Reliability Expert Center was established with the strategic vision of spreading a reliability and sustainability culture across Saudi Arabia.
Background
Ten identical units are reliability tested at the same application and operation stress levels for 120 hours. The objective is to use the complete and right censored data from the test to determine the unreliability for a mission duration of 226 hours, and the warranty time for a reliability of 85%.
Six of the units fail during the test after operating for the following numbers of hours: 16, 34, 53, 75 and 93. Five other units are still operating (i.e., right censored or suspended) after 120 hours.
Step 1: Using Weibull++, the first step is to create a standard folio for non-grouped times-to-failure (in hours) with suspensions data, as shown next.

Step 2: Once the folio is created, the next step is to enter the data in the standard folio. The data sheet contains a “State F or S” column to indicate whether each data point represents a failure (F) or suspension (S). (When entering data, the user can type an F or S into this column for each data point or use the following shortcut provided by Weibull++: positive time values entered into this column are automatically marked as failures and negative values are marked as suspensions.)
The data set is then analyzed using the 2-parameter Weibull distribution and rank regression on X. The results are displayed next.
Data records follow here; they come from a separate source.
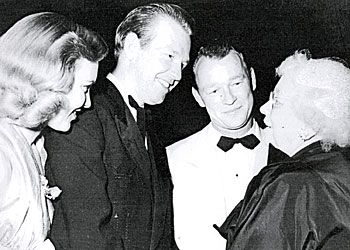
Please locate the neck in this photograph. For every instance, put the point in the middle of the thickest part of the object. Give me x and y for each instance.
(29, 134)
(235, 133)
(127, 78)
(303, 145)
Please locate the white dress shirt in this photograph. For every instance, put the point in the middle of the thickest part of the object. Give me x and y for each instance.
(125, 91)
(208, 184)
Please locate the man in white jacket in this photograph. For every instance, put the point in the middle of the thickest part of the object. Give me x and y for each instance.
(212, 168)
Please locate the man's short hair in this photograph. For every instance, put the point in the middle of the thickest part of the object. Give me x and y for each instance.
(140, 21)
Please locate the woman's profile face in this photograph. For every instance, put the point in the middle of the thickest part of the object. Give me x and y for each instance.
(79, 96)
(281, 118)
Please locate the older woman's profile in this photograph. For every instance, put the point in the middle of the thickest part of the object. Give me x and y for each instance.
(301, 201)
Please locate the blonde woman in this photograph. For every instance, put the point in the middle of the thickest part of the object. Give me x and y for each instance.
(47, 65)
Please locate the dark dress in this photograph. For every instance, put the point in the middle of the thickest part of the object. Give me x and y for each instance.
(302, 202)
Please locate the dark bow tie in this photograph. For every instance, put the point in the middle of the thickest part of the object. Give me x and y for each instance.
(140, 116)
(248, 141)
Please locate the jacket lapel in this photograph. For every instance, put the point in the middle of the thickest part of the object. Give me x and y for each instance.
(129, 132)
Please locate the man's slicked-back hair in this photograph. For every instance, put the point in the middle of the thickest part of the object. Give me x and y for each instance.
(140, 21)
(217, 51)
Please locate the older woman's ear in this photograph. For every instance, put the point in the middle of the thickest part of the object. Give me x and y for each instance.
(253, 79)
(306, 133)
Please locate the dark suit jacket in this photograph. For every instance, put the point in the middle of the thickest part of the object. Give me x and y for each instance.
(116, 194)
(301, 202)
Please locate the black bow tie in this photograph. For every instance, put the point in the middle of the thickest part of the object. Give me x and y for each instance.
(249, 141)
(140, 116)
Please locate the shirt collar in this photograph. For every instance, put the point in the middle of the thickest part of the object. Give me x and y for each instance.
(124, 89)
(215, 135)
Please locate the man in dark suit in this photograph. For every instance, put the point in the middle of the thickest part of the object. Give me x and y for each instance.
(115, 193)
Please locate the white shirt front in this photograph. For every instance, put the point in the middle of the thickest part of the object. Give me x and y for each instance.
(208, 184)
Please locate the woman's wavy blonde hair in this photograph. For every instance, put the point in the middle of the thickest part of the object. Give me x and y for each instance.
(37, 64)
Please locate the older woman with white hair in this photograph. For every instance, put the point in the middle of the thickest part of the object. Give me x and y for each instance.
(302, 201)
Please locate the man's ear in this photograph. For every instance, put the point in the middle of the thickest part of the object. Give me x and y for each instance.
(197, 97)
(132, 45)
(253, 81)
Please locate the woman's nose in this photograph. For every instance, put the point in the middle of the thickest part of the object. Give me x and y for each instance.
(87, 103)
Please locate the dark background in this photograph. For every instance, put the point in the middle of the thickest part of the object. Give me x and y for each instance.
(265, 31)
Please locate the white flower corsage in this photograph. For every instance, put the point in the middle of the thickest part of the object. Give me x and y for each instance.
(50, 192)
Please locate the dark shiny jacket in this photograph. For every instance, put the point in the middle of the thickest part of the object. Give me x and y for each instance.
(116, 194)
(302, 202)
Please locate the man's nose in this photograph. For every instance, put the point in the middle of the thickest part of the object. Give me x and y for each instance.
(228, 97)
(87, 103)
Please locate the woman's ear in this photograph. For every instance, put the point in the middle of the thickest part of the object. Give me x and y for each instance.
(198, 97)
(132, 46)
(306, 133)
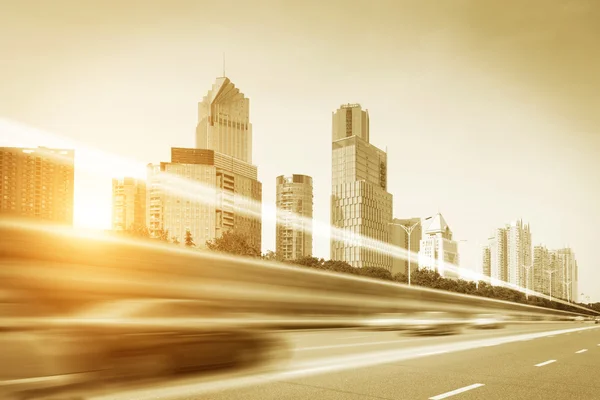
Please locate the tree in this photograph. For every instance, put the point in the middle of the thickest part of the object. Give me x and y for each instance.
(339, 266)
(189, 240)
(376, 272)
(400, 277)
(233, 242)
(272, 256)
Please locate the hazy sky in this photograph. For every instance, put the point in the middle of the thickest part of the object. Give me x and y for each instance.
(490, 110)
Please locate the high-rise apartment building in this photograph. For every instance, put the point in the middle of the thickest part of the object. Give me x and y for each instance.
(361, 207)
(497, 244)
(129, 204)
(541, 270)
(205, 192)
(566, 271)
(399, 236)
(510, 254)
(438, 251)
(518, 260)
(486, 261)
(37, 183)
(294, 216)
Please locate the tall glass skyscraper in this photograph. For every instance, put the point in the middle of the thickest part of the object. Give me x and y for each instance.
(360, 203)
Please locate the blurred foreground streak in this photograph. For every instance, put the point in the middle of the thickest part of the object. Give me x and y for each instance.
(81, 309)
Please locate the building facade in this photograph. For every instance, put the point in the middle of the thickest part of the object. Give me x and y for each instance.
(361, 207)
(129, 204)
(541, 269)
(497, 245)
(205, 192)
(518, 260)
(438, 251)
(224, 121)
(399, 237)
(294, 216)
(37, 183)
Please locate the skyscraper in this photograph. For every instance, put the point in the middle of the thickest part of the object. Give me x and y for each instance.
(567, 274)
(486, 261)
(541, 267)
(360, 203)
(510, 254)
(224, 121)
(518, 245)
(205, 192)
(129, 204)
(37, 183)
(438, 251)
(399, 237)
(294, 216)
(497, 243)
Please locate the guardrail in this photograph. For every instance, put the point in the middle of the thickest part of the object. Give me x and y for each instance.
(68, 267)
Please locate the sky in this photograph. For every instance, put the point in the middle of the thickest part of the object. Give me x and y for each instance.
(489, 111)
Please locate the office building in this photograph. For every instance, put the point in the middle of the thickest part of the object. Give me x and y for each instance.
(497, 245)
(294, 216)
(511, 254)
(37, 183)
(566, 272)
(486, 261)
(205, 192)
(438, 251)
(361, 207)
(541, 269)
(518, 255)
(399, 237)
(129, 204)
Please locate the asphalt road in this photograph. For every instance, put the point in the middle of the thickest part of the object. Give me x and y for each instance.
(545, 361)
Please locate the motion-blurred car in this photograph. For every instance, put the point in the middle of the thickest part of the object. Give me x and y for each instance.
(385, 322)
(433, 323)
(488, 321)
(126, 339)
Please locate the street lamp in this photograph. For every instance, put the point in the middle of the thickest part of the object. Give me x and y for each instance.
(550, 272)
(408, 230)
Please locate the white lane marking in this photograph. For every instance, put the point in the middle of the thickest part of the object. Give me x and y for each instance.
(432, 353)
(336, 346)
(544, 363)
(457, 391)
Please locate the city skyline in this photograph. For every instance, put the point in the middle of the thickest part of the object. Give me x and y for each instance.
(463, 174)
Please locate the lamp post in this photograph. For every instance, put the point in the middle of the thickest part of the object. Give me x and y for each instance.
(408, 230)
(550, 273)
(567, 289)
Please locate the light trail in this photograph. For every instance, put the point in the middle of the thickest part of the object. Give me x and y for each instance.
(96, 160)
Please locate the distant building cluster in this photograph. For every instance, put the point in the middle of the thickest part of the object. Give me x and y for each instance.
(510, 257)
(212, 188)
(37, 183)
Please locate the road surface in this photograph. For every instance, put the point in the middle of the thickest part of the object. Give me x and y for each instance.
(545, 361)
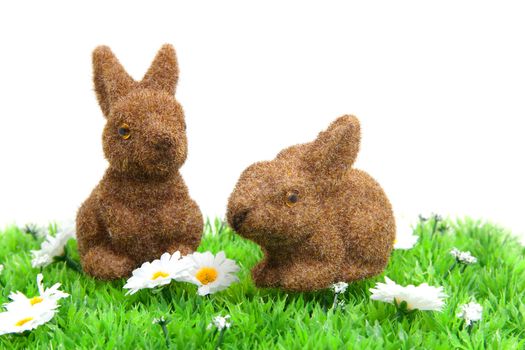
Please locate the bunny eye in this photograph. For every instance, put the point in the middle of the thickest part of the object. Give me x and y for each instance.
(292, 197)
(124, 131)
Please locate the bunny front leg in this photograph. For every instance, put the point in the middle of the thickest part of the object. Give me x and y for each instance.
(317, 265)
(96, 257)
(185, 224)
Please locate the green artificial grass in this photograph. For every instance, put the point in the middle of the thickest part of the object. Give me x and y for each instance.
(99, 315)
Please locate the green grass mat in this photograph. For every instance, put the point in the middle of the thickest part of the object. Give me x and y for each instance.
(99, 315)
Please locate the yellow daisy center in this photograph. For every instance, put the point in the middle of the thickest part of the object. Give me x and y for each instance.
(206, 275)
(23, 321)
(159, 274)
(399, 301)
(36, 300)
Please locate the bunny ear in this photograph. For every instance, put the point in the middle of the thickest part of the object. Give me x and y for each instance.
(163, 73)
(110, 78)
(335, 150)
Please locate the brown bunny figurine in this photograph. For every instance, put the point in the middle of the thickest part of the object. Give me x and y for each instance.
(141, 208)
(318, 220)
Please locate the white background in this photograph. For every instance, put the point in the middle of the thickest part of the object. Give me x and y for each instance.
(439, 89)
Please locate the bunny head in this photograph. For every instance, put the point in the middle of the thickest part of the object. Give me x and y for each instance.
(145, 130)
(285, 200)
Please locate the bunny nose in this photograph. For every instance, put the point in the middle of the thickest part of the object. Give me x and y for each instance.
(164, 144)
(239, 218)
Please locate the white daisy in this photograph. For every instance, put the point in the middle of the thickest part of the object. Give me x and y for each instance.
(422, 297)
(339, 287)
(210, 273)
(470, 312)
(156, 273)
(24, 319)
(463, 257)
(220, 323)
(405, 238)
(52, 246)
(46, 300)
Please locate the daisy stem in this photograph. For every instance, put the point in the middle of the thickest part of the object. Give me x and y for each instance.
(166, 334)
(335, 300)
(450, 269)
(434, 227)
(221, 336)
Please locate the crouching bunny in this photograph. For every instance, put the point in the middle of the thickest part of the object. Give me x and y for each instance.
(317, 219)
(141, 208)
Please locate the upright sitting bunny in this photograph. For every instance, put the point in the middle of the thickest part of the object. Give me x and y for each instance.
(141, 208)
(318, 220)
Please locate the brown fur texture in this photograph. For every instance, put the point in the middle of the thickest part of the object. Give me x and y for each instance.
(317, 219)
(141, 208)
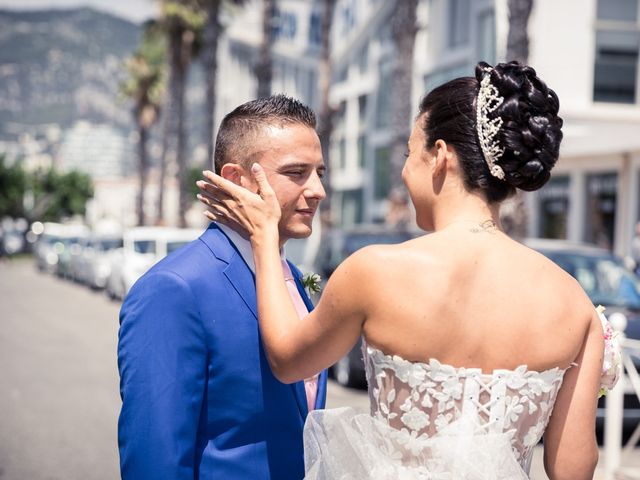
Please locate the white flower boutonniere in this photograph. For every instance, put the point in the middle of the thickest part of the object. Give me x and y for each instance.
(311, 283)
(612, 362)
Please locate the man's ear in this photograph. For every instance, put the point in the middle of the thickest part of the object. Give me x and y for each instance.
(239, 175)
(232, 172)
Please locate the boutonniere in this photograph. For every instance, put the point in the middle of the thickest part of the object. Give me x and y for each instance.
(311, 283)
(612, 362)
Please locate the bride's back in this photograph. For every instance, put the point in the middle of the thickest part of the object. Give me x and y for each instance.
(474, 299)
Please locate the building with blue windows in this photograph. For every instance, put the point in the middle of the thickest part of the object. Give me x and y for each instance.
(587, 51)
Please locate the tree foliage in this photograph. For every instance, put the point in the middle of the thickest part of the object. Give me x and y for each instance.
(46, 195)
(13, 184)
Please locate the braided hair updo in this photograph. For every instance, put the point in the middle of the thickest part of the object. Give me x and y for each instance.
(530, 134)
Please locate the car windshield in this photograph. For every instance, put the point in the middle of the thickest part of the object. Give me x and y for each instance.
(604, 278)
(106, 245)
(144, 246)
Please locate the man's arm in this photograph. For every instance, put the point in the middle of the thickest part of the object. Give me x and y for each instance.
(162, 359)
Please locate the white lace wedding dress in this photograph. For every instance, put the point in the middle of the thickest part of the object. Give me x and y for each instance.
(433, 421)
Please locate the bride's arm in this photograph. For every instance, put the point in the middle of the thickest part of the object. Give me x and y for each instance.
(570, 448)
(296, 348)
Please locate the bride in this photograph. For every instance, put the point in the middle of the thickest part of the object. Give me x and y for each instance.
(475, 346)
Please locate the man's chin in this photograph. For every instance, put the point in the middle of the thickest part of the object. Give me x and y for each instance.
(300, 231)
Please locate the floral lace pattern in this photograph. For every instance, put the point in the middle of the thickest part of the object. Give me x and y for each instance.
(420, 400)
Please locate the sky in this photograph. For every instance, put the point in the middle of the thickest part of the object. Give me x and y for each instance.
(134, 10)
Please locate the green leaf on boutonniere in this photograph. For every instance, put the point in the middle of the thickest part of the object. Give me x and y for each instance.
(311, 283)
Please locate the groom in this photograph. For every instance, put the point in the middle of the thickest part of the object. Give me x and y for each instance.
(198, 397)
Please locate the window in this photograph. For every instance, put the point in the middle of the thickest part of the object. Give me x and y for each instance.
(554, 208)
(487, 37)
(458, 23)
(615, 76)
(439, 77)
(601, 209)
(363, 59)
(362, 146)
(351, 207)
(315, 29)
(362, 108)
(616, 68)
(382, 183)
(618, 10)
(383, 103)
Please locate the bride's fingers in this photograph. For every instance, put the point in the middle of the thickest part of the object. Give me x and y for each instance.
(223, 184)
(208, 188)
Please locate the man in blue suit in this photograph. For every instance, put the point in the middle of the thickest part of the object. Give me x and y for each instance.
(199, 400)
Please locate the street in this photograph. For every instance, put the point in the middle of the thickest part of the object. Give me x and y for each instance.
(59, 378)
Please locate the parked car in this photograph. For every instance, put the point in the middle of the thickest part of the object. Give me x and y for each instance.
(141, 248)
(54, 241)
(349, 370)
(94, 265)
(608, 282)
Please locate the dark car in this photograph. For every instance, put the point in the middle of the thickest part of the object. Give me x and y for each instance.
(608, 282)
(349, 371)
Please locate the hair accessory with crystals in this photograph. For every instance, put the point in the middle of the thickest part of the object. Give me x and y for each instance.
(487, 102)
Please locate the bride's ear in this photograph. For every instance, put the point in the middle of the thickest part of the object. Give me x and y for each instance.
(442, 157)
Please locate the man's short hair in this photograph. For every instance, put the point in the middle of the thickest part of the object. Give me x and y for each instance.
(240, 128)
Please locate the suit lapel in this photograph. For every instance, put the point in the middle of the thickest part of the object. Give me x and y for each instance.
(243, 281)
(301, 394)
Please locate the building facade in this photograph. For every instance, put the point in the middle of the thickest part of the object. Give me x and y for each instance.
(593, 195)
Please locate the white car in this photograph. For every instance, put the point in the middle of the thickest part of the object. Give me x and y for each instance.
(54, 243)
(96, 259)
(142, 248)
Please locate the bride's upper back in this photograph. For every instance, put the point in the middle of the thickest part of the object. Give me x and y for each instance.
(474, 300)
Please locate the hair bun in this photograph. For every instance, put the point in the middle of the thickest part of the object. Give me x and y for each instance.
(532, 130)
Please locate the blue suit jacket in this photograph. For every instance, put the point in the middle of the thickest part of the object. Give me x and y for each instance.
(199, 400)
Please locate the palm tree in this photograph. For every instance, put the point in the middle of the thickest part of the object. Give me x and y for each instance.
(403, 33)
(211, 34)
(264, 66)
(183, 22)
(515, 212)
(144, 86)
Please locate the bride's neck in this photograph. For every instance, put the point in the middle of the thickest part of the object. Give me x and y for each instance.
(467, 209)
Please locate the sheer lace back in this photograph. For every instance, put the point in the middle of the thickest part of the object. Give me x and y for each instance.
(425, 399)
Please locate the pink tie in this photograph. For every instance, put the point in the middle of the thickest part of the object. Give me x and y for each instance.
(310, 384)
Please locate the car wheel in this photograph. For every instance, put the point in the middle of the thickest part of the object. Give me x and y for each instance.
(343, 372)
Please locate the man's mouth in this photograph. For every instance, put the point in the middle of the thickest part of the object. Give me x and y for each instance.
(306, 211)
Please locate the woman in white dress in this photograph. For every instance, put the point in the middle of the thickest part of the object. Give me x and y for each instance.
(475, 345)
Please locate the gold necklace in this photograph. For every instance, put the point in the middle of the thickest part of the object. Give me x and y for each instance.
(488, 226)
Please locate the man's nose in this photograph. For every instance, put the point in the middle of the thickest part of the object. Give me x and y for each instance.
(315, 189)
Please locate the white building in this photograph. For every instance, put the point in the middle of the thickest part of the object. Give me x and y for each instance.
(586, 50)
(98, 150)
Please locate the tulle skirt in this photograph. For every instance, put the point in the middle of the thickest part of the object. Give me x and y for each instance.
(343, 444)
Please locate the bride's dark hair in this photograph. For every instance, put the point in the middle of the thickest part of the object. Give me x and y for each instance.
(530, 133)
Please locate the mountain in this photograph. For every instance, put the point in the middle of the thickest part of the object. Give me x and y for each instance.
(58, 66)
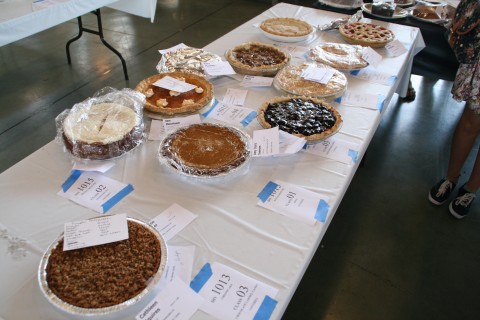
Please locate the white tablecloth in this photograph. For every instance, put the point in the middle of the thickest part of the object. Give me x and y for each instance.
(230, 228)
(22, 18)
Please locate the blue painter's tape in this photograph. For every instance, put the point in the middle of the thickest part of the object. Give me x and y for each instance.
(353, 154)
(116, 198)
(201, 278)
(245, 122)
(266, 309)
(215, 103)
(267, 191)
(74, 175)
(322, 210)
(381, 102)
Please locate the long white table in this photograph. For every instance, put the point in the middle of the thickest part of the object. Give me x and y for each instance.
(22, 18)
(230, 228)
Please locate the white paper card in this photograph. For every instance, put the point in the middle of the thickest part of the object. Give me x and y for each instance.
(174, 48)
(218, 68)
(266, 142)
(94, 232)
(230, 294)
(318, 74)
(235, 97)
(231, 114)
(173, 84)
(175, 302)
(94, 165)
(395, 48)
(256, 81)
(335, 149)
(172, 124)
(172, 221)
(179, 263)
(289, 143)
(371, 56)
(93, 190)
(294, 201)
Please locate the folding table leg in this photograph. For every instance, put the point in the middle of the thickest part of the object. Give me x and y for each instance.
(99, 33)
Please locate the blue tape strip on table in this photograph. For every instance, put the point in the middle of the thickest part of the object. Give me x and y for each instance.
(201, 278)
(322, 210)
(267, 191)
(266, 309)
(74, 175)
(116, 198)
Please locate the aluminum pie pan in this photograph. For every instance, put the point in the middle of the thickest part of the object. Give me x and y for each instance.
(175, 167)
(75, 310)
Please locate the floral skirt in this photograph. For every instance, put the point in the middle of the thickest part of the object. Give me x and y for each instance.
(466, 86)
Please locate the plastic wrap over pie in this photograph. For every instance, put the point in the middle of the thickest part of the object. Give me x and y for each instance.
(205, 150)
(105, 278)
(306, 117)
(103, 127)
(339, 56)
(366, 34)
(163, 101)
(289, 80)
(256, 58)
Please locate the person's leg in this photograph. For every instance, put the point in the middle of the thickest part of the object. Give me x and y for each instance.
(464, 138)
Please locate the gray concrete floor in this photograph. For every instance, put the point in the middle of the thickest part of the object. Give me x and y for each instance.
(388, 254)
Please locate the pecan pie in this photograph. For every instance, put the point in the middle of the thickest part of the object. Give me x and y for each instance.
(290, 80)
(205, 150)
(339, 56)
(286, 27)
(366, 34)
(168, 102)
(310, 118)
(255, 58)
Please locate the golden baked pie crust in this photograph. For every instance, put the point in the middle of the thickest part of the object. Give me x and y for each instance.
(317, 136)
(265, 69)
(286, 27)
(186, 102)
(366, 34)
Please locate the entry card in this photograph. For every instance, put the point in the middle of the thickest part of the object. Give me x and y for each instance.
(294, 201)
(335, 149)
(175, 302)
(230, 294)
(362, 99)
(231, 114)
(93, 190)
(94, 232)
(172, 221)
(173, 84)
(218, 68)
(371, 75)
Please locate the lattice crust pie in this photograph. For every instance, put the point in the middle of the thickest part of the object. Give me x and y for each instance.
(286, 27)
(104, 275)
(164, 101)
(366, 34)
(255, 58)
(290, 80)
(102, 131)
(205, 150)
(310, 118)
(339, 56)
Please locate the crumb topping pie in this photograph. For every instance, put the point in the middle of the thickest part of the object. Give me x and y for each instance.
(168, 102)
(290, 80)
(339, 56)
(255, 58)
(366, 34)
(286, 27)
(310, 118)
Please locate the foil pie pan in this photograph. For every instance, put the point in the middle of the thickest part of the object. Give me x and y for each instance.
(79, 311)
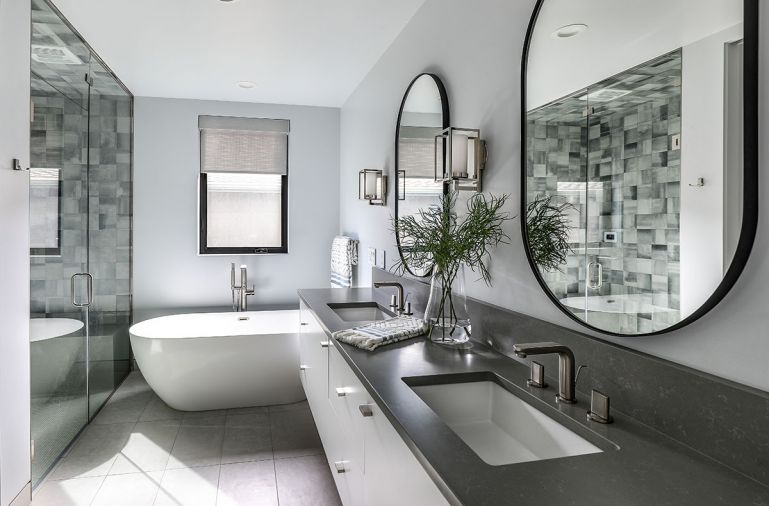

Figure 2: Standard folio with data and results.
Step 3: Once the parameters for the data are calculated, several methods were used to find the solution to this case. The first, and more laborious, method is to extract the information directly from a probability plot within Weibull++.
Click the line on the plot. A crosshair shows the current location on the line. You can move the mouse pointer to track the coordinates from any position on the line. The example below shows that at about 226 hours, the unreliability (probability of failure) is estimated to be roughly 82%. Click the plot again to return to normal mode.

Figure 3: Using a plot to estimate the unreliability at 226 hours.
Step 4: The second method used to determine the unreliability involves using the Quick Calculation Pad (QCP). The following figure shows the probability of failure calculated with the QCP, which agrees with the result found using the probability plot.

Figure 4: Solving for unreliability at 226 hours.
The next figure shows how the QCP can also be used to determine a warranty time of 32.1437 hours for a reliability of 85%.

Figure 5: Solving for the time at which reliability is 85%.